Now I don’t really know how to make the lecturer react to this. But I have to complete the formalities. Hence I will give two kinds of ends to this story.
1.       Madam deeply moved by this novel gesture, told that never in her life, her birthday was celebrated in such a way. She also told that this was the most memorable birthday of her life. And she didn’t forget to promise a treat to the whole class. And everyone clapped.
                                               THE     END
2.        Suddenly madam turned red. She blasted saakshi and sanjeev for playing the mischief. She abused them for wasting her time as well as that of others. She went to princi complained to him. He asked them to bring their parents to college the next day.

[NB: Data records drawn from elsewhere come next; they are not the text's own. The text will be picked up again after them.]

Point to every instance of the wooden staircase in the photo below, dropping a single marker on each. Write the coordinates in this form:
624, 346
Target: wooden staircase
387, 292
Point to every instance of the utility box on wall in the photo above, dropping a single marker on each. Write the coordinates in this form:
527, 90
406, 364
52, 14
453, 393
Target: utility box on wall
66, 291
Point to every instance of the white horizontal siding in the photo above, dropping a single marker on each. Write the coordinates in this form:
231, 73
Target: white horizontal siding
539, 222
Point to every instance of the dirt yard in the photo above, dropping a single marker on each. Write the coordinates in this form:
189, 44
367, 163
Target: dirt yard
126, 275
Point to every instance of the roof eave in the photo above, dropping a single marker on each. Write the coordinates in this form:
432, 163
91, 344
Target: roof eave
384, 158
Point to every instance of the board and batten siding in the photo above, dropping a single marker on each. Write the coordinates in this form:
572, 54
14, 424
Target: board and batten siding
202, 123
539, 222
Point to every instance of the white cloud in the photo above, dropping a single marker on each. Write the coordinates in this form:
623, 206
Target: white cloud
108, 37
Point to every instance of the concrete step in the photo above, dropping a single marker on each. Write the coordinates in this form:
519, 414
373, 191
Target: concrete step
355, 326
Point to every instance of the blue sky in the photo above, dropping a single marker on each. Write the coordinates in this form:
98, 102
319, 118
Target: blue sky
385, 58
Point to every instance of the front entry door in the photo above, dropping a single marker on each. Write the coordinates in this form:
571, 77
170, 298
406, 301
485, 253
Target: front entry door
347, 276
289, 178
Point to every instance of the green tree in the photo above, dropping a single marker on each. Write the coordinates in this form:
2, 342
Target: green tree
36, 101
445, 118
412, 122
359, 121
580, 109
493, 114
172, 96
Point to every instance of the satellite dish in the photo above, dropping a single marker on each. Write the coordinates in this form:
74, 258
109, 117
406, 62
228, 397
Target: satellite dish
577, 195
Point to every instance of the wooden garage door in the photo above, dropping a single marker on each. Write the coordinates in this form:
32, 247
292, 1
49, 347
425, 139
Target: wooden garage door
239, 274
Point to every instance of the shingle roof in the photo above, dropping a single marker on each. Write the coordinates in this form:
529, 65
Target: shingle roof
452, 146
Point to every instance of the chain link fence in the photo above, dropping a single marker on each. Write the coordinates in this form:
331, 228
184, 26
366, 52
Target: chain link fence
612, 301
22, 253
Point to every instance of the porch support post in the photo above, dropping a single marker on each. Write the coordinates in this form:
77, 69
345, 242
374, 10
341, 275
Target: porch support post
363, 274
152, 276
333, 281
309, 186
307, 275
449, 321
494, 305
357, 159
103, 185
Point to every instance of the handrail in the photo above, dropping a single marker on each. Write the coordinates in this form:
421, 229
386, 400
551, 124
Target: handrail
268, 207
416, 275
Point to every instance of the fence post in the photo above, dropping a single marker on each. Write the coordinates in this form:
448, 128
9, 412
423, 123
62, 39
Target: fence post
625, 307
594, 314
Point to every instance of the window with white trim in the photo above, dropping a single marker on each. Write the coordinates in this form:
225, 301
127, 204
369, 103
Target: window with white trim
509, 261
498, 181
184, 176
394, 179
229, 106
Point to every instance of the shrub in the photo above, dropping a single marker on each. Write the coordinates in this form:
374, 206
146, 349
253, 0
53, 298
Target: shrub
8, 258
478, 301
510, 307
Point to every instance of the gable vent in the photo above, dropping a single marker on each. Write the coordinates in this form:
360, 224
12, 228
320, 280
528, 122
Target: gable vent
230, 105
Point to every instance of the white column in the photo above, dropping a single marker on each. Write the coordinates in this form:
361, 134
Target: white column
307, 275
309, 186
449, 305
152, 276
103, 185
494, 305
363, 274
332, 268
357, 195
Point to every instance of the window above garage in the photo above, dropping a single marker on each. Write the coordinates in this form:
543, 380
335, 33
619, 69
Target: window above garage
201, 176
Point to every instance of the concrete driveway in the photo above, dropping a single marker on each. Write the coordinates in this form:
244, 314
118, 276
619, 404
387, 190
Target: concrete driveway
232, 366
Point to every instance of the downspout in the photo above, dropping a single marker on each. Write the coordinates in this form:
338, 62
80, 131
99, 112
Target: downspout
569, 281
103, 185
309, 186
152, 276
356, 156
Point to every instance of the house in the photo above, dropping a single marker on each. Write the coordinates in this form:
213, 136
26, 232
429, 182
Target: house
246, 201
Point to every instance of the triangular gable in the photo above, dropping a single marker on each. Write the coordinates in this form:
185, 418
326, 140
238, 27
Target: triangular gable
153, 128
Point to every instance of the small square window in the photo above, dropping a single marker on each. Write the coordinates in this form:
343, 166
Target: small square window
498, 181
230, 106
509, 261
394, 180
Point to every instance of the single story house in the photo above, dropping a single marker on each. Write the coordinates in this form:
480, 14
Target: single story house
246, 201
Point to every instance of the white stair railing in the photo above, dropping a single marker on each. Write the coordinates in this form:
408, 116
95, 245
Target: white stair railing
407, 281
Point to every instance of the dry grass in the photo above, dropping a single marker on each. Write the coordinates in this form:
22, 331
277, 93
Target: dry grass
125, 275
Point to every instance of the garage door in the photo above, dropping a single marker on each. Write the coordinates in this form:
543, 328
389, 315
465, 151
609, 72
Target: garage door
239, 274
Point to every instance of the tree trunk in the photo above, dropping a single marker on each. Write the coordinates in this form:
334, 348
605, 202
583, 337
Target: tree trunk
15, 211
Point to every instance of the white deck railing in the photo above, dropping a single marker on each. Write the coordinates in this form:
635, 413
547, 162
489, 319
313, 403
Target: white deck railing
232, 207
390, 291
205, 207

They both returned to class with heavy heart and heavy steps. Everyone welcomed them back with a roaring laughter.
Both silently went back to their respective benches. Saaksi found her bag opened. She took a look inside it.

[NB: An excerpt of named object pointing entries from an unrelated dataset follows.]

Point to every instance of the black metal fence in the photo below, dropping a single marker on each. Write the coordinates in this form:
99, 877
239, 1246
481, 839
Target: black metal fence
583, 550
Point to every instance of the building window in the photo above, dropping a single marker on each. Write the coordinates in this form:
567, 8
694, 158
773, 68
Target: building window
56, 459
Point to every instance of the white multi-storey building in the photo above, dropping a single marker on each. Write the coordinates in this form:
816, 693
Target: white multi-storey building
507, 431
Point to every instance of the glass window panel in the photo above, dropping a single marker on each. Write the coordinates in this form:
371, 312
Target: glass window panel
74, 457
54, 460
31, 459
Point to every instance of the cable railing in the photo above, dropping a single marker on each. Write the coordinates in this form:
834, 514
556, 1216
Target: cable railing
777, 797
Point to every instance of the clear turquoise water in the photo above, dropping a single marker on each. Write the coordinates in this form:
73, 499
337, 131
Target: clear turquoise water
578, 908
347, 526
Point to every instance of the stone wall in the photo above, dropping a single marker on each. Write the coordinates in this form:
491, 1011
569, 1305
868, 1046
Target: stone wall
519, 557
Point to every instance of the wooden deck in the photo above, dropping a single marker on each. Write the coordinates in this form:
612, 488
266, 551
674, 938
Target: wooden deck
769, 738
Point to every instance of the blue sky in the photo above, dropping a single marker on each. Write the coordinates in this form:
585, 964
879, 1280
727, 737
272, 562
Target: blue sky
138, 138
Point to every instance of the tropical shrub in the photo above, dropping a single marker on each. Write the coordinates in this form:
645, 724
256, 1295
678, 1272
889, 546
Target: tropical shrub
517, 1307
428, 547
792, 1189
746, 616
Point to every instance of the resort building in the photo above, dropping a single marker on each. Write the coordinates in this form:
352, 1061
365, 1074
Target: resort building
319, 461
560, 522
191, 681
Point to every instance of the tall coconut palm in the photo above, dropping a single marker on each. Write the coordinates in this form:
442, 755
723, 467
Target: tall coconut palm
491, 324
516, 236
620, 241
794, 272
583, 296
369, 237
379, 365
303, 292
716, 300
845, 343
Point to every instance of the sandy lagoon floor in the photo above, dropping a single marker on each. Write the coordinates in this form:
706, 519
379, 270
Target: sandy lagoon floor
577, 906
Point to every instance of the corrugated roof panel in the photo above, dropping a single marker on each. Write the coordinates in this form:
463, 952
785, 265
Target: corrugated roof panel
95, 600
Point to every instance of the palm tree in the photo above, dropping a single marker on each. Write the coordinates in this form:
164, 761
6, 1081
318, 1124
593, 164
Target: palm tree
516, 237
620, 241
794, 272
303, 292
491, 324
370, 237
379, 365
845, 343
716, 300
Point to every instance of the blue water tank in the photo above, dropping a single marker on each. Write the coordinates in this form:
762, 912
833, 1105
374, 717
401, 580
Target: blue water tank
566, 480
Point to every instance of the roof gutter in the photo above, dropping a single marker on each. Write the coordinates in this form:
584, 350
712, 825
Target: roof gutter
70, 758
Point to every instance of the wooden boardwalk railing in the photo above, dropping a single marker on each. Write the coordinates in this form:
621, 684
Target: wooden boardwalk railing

“ MMYYYYYY CALCII IS  MISSINGGG..” she screamed shockingly. “And so is mine.!!!” added sanjeev.!!!!!!
                                               THE     END
       -------------Epilogue-----------------
So what exactly inspired me to write this story? People, actually i was a heavenly soul in LORD INDRA’S COURT, in heaven.  Once I OverActed in the court while proceedings were on. Then he cursed me to be born as a retarded soul on earth. I begged his pardon. Then he gave me a way to get myself released from the curse. He told me that if I write a story of retarded people and make other retards read it, my curse will be released. And now thanks to you, my curse is released. I’m packing my luggage now. Have to go back to heaven. 
                                Bye.